Stopped by four Dollar Tree stores to pick up these guys. They're gonna be holding our Halloween Party invitations this year. Each guest is to bring back their rat in costume.


----------



## debbie5 (Mar 2, 2007)

LOL! That is a GREAT idea!!


----------



## Bone Dancer (Oct 7, 2005)

Nice looking rats, there a dollar each assume ?


----------



## scareme (Aug 29, 2006)

Cool idea! I'll have to try that some time. Be sure to get some pictures when he rats return for the party. Is it a rat themed party?


----------



## trishaanne (Aug 20, 2005)

That's a great idea. 

If you are having a rat themed party, Michael's craft store has a Rat candy mold. It's probably 6-7 inches (maybe a little more). I just picked one up and made one for the candy buffet table for the party to see how it would turn out. Each rat uses one 1 pound bag of the chocolate melts. 

I also froze one to see how that would look. It turned out pretty well so if I make a few more "ice rats", and them to the other one, maybe put them on an ice skull or something, put some LED's under it and VOILA....ice sculpture!


----------



## RoxyBlue (Oct 6, 2008)

We picked up a couple of those rats recently as well. Gotta have them for a graveyard haunt

I love the party invitation idea, and am looking forward to seeing pictures of those rats in costume


----------



## Bone Dancer (Oct 7, 2005)

I wonder if Jeff has rat costumes?


----------



## Pumpkin5 (Aug 8, 2010)

Doc Doom said:


> Stopped by four Dollar Tree stores to pick up these guys. They're gonna be holding our Halloween Party invitations this year. Each guest is to bring back their rat in costume.

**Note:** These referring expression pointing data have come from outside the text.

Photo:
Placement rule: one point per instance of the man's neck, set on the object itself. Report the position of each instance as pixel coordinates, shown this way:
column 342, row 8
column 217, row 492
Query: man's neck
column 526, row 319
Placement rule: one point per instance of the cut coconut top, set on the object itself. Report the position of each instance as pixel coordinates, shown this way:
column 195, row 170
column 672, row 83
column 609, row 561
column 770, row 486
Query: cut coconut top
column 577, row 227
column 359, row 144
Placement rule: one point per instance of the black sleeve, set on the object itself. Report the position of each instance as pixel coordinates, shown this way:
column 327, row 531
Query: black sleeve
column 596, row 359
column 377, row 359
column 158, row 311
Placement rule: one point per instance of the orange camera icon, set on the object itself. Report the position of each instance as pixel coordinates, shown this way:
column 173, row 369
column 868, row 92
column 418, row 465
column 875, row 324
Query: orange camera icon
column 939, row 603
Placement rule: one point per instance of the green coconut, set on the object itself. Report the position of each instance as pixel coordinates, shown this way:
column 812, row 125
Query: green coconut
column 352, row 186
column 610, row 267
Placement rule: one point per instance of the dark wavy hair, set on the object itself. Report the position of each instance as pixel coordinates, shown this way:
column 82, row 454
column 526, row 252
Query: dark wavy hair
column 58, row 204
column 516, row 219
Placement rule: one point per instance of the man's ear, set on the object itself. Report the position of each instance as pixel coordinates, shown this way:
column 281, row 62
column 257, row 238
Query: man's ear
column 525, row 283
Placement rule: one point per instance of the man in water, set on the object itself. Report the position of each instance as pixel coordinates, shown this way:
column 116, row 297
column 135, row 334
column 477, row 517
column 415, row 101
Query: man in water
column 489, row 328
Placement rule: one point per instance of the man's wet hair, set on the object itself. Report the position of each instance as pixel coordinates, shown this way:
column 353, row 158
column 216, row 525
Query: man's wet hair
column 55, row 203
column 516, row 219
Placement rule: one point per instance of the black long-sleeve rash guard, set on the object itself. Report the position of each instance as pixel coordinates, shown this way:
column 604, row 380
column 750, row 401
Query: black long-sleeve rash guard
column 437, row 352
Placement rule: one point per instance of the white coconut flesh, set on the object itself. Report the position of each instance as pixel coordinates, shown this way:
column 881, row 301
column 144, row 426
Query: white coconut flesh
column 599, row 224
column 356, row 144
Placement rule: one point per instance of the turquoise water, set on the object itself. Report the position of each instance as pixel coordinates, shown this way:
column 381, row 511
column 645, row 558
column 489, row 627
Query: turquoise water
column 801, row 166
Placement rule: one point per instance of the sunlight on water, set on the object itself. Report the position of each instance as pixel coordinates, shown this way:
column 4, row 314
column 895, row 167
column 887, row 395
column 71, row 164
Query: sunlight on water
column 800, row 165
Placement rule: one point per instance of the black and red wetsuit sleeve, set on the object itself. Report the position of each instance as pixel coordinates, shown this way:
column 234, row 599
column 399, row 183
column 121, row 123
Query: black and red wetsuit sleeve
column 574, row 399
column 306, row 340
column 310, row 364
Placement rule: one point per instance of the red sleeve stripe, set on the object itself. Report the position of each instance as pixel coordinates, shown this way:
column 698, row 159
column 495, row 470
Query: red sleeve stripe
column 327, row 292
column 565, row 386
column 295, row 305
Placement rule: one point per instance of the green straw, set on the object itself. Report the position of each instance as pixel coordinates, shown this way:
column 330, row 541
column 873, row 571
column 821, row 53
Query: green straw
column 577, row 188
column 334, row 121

:jol:That is such a clever idea! I am assuming there will be a price for the best rat costume? Sort of reminds me of _Willard_...How Fun!!!


----------



## Up_Up_And_Away (Jul 19, 2008)

They'd be great place card holders for a dinner party, too!


----------



## Doc Doom (Aug 28, 2008)

RoxyBlue said:


> I love the party invitation idea, and am looking forward to seeing pictures of those rats in costume


Here ya go, the first two entrees in the category of Best Dressed Rat.

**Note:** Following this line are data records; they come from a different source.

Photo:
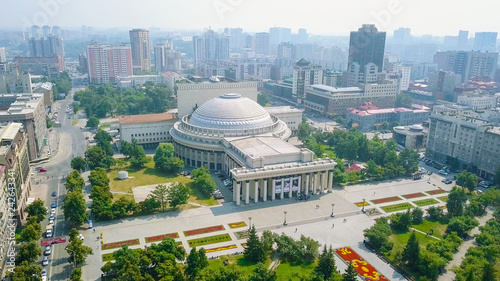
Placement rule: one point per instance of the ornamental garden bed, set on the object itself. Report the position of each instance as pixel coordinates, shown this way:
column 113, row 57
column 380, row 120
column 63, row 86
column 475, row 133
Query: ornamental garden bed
column 436, row 191
column 209, row 240
column 220, row 248
column 237, row 224
column 385, row 200
column 443, row 198
column 363, row 268
column 397, row 207
column 160, row 237
column 425, row 202
column 120, row 244
column 203, row 230
column 414, row 195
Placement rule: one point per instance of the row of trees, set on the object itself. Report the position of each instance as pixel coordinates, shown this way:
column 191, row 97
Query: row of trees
column 100, row 101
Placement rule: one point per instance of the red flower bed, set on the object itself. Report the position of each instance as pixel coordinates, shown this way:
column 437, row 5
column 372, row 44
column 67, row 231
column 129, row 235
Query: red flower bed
column 203, row 230
column 363, row 268
column 120, row 244
column 160, row 237
column 384, row 200
column 436, row 191
column 413, row 195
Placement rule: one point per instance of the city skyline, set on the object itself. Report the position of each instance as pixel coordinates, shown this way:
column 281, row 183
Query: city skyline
column 257, row 16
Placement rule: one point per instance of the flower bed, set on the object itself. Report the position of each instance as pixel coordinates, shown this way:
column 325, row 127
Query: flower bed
column 220, row 249
column 413, row 195
column 366, row 270
column 360, row 204
column 425, row 202
column 120, row 244
column 160, row 237
column 209, row 240
column 436, row 191
column 385, row 200
column 203, row 230
column 237, row 224
column 397, row 207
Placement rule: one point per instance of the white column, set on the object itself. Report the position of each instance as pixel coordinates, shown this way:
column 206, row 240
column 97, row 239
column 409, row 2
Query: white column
column 330, row 182
column 264, row 191
column 306, row 187
column 256, row 191
column 247, row 192
column 273, row 190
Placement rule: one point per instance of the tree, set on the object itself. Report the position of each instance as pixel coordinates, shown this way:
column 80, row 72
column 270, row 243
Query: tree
column 350, row 273
column 411, row 253
column 468, row 180
column 456, row 201
column 74, row 181
column 254, row 250
column 263, row 99
column 76, row 275
column 177, row 194
column 74, row 208
column 78, row 252
column 196, row 261
column 160, row 195
column 261, row 273
column 37, row 209
column 79, row 164
column 28, row 252
column 92, row 122
column 417, row 216
column 326, row 264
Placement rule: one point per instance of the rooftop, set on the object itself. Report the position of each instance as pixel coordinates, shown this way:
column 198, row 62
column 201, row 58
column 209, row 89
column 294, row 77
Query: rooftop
column 146, row 118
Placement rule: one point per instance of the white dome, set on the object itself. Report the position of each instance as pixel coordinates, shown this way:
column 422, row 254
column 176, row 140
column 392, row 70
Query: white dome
column 231, row 111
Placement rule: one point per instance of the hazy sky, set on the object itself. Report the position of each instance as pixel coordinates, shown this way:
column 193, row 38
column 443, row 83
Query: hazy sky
column 437, row 17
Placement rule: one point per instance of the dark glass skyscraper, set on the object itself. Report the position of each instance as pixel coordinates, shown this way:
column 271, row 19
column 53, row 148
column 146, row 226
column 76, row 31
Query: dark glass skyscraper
column 367, row 45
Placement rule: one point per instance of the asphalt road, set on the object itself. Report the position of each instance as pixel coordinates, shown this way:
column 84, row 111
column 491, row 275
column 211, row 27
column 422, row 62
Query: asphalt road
column 72, row 144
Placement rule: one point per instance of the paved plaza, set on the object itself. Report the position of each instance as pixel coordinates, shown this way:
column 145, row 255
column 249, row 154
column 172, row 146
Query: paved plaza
column 311, row 218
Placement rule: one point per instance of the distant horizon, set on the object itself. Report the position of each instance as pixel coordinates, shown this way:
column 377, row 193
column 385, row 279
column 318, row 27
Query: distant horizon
column 320, row 17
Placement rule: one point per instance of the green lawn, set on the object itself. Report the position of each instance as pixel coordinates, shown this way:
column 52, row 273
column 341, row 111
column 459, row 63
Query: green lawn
column 425, row 202
column 246, row 266
column 397, row 207
column 439, row 227
column 149, row 176
column 209, row 240
column 287, row 271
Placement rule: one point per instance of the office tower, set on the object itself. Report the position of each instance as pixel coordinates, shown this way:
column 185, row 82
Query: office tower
column 279, row 35
column 367, row 45
column 210, row 46
column 262, row 43
column 463, row 36
column 141, row 55
column 468, row 64
column 46, row 31
column 35, row 31
column 485, row 41
column 106, row 62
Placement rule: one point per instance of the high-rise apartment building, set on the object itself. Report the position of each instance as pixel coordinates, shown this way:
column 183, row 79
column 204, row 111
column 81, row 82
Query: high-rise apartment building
column 485, row 41
column 141, row 54
column 468, row 64
column 106, row 62
column 210, row 46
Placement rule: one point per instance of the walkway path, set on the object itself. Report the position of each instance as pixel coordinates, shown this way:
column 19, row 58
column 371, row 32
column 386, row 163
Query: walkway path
column 462, row 250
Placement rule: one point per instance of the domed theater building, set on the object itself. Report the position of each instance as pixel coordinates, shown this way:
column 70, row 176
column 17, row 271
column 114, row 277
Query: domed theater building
column 237, row 136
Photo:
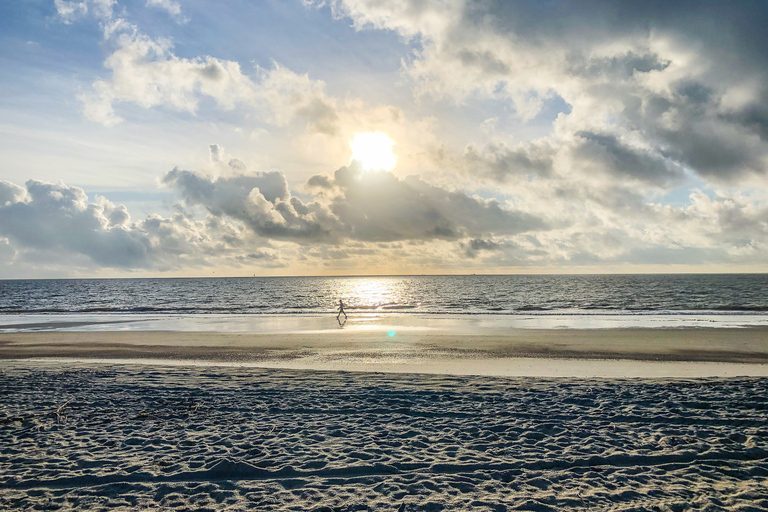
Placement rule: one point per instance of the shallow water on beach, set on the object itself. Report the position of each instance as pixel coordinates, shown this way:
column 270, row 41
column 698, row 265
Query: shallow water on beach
column 457, row 295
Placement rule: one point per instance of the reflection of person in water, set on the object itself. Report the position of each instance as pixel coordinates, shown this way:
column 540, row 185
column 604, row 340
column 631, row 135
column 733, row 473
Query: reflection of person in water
column 341, row 310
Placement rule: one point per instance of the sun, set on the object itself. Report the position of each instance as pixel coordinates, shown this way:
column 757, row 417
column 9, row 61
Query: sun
column 374, row 151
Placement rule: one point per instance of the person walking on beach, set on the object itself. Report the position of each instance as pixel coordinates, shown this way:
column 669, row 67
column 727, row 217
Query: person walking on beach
column 341, row 310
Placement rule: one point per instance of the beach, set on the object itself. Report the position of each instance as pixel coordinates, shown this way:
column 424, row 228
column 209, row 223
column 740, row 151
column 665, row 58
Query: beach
column 358, row 419
column 133, row 437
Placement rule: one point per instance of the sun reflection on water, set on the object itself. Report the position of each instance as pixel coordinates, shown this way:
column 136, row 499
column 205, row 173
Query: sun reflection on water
column 375, row 293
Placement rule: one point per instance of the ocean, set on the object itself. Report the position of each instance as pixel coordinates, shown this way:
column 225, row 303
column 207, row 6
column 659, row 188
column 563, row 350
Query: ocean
column 256, row 304
column 469, row 295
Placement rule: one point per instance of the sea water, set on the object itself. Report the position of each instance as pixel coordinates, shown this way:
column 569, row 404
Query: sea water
column 250, row 303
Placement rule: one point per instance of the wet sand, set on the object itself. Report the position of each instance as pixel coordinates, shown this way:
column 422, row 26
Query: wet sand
column 635, row 352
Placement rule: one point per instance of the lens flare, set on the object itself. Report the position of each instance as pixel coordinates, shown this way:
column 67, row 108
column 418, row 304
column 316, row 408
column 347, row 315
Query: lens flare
column 374, row 151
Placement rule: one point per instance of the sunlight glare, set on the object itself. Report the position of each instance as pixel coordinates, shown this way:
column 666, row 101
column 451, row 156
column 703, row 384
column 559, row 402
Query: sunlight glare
column 374, row 151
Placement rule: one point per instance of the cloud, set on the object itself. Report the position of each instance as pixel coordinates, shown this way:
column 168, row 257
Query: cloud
column 54, row 216
column 70, row 11
column 172, row 7
column 653, row 89
column 379, row 207
column 146, row 72
column 53, row 222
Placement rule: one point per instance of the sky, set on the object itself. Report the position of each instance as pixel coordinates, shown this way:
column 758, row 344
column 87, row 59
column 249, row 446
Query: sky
column 360, row 137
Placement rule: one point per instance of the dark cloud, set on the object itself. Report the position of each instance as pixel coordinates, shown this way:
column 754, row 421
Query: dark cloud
column 54, row 216
column 477, row 245
column 260, row 200
column 613, row 156
column 379, row 207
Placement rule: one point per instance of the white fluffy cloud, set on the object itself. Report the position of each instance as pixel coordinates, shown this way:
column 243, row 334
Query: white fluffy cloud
column 146, row 72
column 69, row 11
column 172, row 7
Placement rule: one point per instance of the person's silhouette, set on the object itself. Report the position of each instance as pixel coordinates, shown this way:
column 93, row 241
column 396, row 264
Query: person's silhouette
column 341, row 310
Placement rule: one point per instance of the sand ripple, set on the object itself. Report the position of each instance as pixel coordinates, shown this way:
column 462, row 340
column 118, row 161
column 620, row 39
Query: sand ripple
column 129, row 437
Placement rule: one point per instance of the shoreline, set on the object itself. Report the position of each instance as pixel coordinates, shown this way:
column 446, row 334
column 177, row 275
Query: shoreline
column 678, row 352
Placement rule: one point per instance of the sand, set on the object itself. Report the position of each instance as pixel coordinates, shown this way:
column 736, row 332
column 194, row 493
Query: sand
column 632, row 352
column 139, row 437
column 523, row 419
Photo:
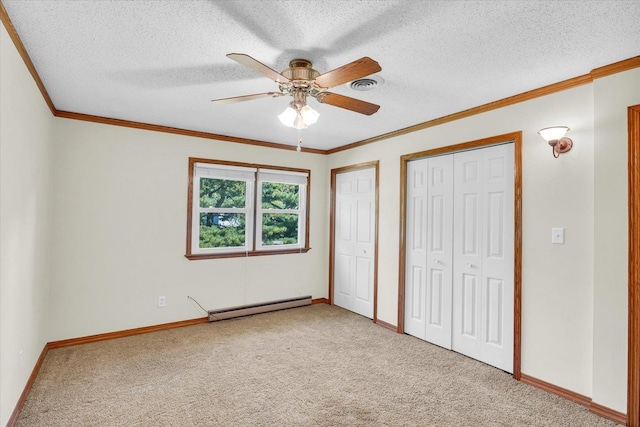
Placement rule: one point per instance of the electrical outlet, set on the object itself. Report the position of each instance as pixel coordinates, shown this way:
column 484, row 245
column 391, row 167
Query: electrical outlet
column 557, row 236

Meet Rat Mummy (her kids are in bed) and Ratbo.


----------



## RoxyBlue (Oct 6, 2008)

LMAO at Ratbo!


----------



## Doc Doom (Aug 28, 2008)

Had our party last night. Not as big a turn out as hoped but those that showed up went for it with their rat costumes (well, all except for one with the Noah's bag with the rat inside). Winner by people's choice was Captain Rat Sparrow, lower left.


----------



## debbie5 (Mar 2, 2007)

I don't understand people who would not show up for a party! The rats look great! At least the FUN people showed up!!


----------



## RoxyBlue (Oct 6, 2008)

So does everyone get to keep their rats or do they become the property of the host?


----------



## Doc Doom (Aug 28, 2008)

We tried to get them to take them home but most left them.


----------



## nimblemonkey (Aug 21, 2011)

Darn! I never saw those at my Dollar Tree...


----------



## fontgeek (Jul 24, 2006)

Seems to me like the Noah's bag should have had two rats in it, one male, one female.


----------



## scareme (Aug 29, 2006)

Wow! Your friends put a lot of thought and work into their rats. Now you've got me thinking what I would do if I had to come up with a costume for a rat.


----------



## diagia (Oct 21, 2011)

what a great idea..


----------



## MorbidMariah (Mar 28, 2009)

Super fun idea! I love it!


----------